The error was clearly described by users in many issues. Why you are looking for the number of files descriptors or everything else but not to the "transport" issue !!
What to do to make master elligible nodes can see each other and to elect their master??
Thanks
I think you misunderstand that the bootstrap checks apply if the node can form a cluster with another node: see the docs.
You have to address the issues the checks are reporting.
What I described in my comment was the "Transport" module not the "Bootstrap checks" (the deactivation of the later was just to see if we could find a work-around to the main issue which is the "Transport configuration" for a cluster).
I understood that the "bootstrap checks" verify the ES configuration (such as Transport module,..) not the possibility to form a cluster or not. In fact, my reading was based on the official elastic docs like module Transport and also the link you 've provided.

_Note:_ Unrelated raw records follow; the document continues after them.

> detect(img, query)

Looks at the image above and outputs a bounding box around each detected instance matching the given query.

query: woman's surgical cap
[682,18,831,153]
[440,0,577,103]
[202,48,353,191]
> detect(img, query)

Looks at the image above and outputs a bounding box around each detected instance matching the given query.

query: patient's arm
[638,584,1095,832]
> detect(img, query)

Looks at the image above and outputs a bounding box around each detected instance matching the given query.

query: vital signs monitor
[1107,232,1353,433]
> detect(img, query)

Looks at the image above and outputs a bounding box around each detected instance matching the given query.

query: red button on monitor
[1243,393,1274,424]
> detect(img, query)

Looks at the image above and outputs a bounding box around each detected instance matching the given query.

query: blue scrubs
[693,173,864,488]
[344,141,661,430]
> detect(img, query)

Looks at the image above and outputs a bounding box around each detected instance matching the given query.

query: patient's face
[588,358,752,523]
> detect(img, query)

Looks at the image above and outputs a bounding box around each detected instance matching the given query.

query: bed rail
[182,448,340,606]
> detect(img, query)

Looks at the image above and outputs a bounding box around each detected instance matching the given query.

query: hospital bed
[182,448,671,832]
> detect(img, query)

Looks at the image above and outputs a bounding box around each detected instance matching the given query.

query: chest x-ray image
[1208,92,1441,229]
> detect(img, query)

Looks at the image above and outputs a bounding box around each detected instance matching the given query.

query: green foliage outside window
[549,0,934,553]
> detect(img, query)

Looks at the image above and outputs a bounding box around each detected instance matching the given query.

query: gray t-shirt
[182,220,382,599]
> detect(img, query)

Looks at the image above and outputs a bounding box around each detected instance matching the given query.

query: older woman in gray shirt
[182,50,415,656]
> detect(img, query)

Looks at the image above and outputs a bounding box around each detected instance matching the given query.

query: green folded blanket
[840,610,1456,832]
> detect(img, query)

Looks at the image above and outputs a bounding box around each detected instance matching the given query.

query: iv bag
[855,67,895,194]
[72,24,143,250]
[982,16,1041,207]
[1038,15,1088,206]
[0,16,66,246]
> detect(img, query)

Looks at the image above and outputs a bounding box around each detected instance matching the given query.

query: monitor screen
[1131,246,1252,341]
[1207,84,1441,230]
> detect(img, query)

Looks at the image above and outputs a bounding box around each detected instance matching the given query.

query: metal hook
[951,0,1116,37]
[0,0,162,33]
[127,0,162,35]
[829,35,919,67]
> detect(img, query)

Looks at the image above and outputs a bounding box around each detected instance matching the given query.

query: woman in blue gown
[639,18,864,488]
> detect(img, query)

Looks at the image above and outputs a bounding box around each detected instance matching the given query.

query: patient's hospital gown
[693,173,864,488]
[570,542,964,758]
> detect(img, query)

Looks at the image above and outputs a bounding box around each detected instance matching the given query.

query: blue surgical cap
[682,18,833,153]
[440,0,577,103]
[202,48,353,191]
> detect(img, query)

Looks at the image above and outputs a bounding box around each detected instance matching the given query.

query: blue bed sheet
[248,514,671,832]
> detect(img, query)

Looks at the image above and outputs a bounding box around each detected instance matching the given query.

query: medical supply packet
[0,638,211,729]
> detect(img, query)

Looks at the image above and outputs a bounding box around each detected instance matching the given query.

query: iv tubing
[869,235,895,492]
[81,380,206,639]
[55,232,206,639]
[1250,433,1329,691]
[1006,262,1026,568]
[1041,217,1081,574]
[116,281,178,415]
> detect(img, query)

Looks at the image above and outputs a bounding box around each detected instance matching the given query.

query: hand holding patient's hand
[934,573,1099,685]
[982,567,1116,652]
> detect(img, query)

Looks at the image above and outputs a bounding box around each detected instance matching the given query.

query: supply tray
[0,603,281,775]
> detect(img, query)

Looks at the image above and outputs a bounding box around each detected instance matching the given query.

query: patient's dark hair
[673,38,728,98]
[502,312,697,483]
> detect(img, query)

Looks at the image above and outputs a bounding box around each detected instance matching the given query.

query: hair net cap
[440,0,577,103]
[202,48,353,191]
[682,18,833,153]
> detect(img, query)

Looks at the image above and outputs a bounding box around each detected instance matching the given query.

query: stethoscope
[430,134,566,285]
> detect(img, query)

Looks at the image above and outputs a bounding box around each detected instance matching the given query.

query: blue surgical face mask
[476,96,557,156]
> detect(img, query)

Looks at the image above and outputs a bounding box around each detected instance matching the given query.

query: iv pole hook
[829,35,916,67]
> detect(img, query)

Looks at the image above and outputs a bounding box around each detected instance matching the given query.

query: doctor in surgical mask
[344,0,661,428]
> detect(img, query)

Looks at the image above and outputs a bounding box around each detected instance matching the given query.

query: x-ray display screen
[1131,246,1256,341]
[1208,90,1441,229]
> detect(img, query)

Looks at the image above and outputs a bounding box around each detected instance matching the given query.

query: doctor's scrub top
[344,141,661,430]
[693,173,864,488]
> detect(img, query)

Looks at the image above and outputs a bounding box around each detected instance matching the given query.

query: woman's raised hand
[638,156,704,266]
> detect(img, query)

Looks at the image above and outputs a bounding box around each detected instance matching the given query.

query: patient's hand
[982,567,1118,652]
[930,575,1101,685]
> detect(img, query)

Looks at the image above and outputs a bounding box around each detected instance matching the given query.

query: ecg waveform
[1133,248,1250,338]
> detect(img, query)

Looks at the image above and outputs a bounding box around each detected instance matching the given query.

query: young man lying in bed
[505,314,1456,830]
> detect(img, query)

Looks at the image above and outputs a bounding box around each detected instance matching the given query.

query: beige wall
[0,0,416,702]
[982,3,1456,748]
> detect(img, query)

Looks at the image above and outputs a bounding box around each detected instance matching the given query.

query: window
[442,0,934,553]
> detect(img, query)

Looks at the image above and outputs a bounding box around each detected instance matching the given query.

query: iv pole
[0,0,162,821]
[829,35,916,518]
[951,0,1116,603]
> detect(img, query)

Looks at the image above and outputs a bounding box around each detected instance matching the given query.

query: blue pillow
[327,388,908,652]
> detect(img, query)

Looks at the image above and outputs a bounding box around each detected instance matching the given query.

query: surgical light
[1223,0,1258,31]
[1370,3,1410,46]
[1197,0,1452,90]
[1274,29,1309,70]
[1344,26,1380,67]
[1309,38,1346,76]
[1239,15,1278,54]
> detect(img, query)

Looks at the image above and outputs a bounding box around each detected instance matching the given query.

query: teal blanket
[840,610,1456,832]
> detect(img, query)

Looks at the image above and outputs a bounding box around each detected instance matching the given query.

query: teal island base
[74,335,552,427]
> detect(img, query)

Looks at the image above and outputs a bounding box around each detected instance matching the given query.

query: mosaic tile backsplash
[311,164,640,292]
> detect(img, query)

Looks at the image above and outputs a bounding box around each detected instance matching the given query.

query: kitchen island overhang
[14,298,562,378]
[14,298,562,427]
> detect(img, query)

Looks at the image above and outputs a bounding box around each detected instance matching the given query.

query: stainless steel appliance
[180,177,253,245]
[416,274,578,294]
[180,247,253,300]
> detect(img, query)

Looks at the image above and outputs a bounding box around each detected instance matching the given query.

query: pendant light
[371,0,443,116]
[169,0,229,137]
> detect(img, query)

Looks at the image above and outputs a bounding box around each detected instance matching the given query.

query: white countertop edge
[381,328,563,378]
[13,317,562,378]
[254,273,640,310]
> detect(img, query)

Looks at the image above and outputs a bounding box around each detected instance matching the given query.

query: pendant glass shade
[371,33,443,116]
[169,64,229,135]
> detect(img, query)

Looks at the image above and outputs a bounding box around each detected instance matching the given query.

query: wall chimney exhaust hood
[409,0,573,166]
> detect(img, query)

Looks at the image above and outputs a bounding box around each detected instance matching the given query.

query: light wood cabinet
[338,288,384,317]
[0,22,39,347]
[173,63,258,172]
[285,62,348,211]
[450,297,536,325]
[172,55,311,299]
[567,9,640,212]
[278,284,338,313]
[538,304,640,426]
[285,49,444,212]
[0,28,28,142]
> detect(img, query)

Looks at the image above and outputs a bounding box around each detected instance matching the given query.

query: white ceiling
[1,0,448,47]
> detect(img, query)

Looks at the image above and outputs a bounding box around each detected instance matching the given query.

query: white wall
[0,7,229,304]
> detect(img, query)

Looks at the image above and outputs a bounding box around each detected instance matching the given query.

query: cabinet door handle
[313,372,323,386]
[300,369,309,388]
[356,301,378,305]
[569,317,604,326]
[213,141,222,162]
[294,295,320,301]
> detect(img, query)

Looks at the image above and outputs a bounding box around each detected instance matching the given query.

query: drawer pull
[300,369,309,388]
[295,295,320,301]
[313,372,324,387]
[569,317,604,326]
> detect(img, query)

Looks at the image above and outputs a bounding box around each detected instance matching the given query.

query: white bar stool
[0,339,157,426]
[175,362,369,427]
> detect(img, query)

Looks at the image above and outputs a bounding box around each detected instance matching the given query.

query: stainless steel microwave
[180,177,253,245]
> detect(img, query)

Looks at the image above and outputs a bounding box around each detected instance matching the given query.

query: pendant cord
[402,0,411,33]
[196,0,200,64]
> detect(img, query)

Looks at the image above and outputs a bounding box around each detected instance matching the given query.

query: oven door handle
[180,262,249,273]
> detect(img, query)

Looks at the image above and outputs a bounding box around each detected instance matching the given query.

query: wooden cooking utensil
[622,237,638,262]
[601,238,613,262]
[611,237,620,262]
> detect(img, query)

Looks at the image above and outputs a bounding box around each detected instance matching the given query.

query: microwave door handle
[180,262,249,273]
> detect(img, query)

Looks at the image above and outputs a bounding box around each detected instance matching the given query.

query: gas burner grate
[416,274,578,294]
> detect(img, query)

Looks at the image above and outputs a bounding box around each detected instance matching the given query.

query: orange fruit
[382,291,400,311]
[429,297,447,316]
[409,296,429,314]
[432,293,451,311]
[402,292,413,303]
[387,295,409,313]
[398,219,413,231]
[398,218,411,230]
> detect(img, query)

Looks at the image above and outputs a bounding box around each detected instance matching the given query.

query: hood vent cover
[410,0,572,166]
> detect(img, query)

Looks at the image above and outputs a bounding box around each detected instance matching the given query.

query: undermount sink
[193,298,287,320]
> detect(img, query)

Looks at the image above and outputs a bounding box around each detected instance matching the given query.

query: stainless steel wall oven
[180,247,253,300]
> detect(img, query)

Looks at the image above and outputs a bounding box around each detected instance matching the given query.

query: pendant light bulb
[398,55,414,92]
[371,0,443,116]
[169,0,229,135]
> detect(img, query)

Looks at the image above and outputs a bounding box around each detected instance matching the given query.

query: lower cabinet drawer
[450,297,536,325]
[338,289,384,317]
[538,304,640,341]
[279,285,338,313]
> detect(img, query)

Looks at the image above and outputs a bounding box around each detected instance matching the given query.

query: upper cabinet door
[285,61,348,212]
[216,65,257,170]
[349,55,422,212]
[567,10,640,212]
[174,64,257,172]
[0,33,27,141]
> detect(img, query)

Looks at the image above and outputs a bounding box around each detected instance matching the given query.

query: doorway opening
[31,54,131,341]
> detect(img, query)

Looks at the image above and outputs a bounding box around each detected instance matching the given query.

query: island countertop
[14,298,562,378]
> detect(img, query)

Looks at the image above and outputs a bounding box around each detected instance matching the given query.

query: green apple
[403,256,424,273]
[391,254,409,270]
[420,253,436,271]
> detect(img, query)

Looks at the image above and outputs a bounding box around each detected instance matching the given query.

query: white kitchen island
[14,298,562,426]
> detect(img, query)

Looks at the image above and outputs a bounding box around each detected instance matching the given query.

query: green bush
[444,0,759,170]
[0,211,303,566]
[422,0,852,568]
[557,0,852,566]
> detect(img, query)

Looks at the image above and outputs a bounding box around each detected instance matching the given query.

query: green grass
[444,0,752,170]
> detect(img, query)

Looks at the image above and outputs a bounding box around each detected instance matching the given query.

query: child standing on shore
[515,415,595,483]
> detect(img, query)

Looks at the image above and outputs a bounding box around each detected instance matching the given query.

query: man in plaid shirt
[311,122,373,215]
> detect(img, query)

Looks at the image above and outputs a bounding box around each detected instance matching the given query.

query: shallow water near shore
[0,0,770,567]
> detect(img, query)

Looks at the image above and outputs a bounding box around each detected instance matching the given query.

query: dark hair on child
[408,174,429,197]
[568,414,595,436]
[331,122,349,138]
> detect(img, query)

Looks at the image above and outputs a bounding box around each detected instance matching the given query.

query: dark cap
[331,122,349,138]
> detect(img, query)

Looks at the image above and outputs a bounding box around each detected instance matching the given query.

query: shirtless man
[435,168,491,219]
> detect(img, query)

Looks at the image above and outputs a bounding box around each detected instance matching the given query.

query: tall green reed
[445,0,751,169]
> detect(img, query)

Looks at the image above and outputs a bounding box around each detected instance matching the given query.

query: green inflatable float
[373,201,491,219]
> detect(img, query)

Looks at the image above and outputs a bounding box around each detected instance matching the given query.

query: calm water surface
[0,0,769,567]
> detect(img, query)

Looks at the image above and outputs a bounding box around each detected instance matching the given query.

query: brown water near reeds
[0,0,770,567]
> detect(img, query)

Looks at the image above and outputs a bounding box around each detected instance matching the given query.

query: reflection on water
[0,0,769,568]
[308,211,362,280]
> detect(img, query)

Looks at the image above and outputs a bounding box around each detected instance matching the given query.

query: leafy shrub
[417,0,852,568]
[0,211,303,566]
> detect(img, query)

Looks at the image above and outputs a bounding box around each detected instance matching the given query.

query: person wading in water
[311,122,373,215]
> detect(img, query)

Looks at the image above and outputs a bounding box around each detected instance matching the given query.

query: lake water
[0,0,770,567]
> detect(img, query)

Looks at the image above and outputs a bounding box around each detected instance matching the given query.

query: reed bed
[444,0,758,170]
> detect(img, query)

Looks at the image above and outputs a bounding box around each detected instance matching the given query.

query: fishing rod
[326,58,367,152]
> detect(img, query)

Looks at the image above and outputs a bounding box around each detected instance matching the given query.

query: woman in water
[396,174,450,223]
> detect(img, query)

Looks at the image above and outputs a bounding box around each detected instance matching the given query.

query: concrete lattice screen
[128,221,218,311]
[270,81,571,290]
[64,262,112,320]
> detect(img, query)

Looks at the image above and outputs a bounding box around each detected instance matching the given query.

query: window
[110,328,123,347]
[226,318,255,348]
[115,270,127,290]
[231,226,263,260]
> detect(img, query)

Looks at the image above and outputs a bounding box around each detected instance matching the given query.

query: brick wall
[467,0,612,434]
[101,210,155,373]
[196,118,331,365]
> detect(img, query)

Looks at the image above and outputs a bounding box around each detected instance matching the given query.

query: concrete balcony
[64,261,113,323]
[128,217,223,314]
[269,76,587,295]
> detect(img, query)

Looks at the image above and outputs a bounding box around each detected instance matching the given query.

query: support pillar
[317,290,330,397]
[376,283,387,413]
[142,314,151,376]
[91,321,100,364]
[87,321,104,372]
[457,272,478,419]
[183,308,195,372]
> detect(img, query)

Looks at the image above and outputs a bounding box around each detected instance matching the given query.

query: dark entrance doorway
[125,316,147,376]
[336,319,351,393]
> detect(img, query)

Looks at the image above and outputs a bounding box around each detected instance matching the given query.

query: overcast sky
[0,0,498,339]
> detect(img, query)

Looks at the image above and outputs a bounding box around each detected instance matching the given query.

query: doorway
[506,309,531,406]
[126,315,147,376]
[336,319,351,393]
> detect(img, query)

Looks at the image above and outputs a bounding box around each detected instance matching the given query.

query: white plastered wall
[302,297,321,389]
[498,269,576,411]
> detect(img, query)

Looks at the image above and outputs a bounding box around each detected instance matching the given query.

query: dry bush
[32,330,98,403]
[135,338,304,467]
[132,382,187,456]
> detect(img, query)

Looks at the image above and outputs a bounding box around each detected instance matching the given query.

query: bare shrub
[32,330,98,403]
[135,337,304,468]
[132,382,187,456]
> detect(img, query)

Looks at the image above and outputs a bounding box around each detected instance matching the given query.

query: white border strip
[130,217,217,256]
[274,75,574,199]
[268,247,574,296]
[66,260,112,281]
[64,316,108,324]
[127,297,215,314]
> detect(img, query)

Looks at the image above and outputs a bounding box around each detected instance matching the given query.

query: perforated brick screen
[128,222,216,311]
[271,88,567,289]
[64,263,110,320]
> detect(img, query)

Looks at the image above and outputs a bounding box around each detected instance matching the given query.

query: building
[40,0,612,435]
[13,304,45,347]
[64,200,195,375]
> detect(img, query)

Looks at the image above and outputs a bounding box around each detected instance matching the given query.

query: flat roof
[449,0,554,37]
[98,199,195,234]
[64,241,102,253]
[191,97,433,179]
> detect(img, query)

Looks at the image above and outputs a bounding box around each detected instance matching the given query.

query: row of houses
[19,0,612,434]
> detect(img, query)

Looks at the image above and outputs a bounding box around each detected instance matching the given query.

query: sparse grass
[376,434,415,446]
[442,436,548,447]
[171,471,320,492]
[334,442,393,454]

See development vs. production mode in the docs.
Here is what I did:
I added http.bind to my elasticsearch.yml this enabled me to have a single mode on the network
My config ...
http.port: 9201
http.bind_host: 192.168.1.172
other configs:
in /etc/hosts
192.168.1.172 myTestNode
I was able to curl the node from a another local box:
hope this helps
192.168.1.171 templogger
pedro@templogger:~$ curl -vk 192.168.1.172:9201
GET / HTTP/1.1
User-Agent: curl/7.38.0
Host: 192.168.1.172:9201
Accept: /< HTTP/1.1 200 OK
< content-type: application/json; charset=UTF-8
< content-length: 327
<
{
"name" : "FUc5C5P",
"cluster_name" : "elasticsearch",
"cluster_uuid" : "-eC4NGb_Qa-hCUsmmWK0mg",
"version" : {
"number" : "5.6.0",
"build_hash" : "781a835",
"build_date" : "2017-09-07T03:09:58.087Z",
"build_snapshot" : false,
"lucene_version" : "6.6.0"
},
"tagline" : "You Know, for Search"
}
- Connection #0 to host 192.168.1.172 left intact
http.port: 9201
http.publish_host: 192.168.1.172 #by itself does not work
http.host: 192.168.1.172 #works alone
I think I am confused a bit here too. I need to be able to cluster two servers with elasticsearch installed. If I set transport.publish_host
to a loopback address, then it is unreachable outside that server. If I do set it to an non-loopback address, then so far as I have been able to tell you have to set discovery.type: single-node
to get it to boot at all.
I understand that it sets it to production mode, and thus bootstrap checks are enforced, but why is it that the bootstrap checks fail when it is assigned to a public IP?
Thanks!
@AddoSolutions, @pedrosk, and future readers, please note that this was closed many months ago, and is unlikely to receive further attention (this reply notwithstanding). The various issues above are all apparently covered by this reply:
You have to address the issues the checks are reporting
If you would like help with interpreting the output from the bootstrap checks, or any other log messages, please ask a question in the discussion forum, including a full copy of the log, and we'll be able to assist. If you have ideas for improvements to the messages and/or the documentation pertaining to bootstrap checks then please open a PR. In either case, this thread isn't the best place for further discussion.
Most helpful comment
Worked on my AWS Linux Machine
cluster.name: myES_Cluster
node.name: ESNODE_CYR
node.master: true
node.data: true
transport.host: localhost
transport.tcp.port: 9300
http.port: 9200
network.host: 0.0.0.0
discovery.zen.minimum_master_nodes: 2
I have tried with this on the elasticsearch.yml (key:value) and worked fine for me. But it takes 2 days to fix it :wink: :slight_smile: , going on with ES Doc is so tough.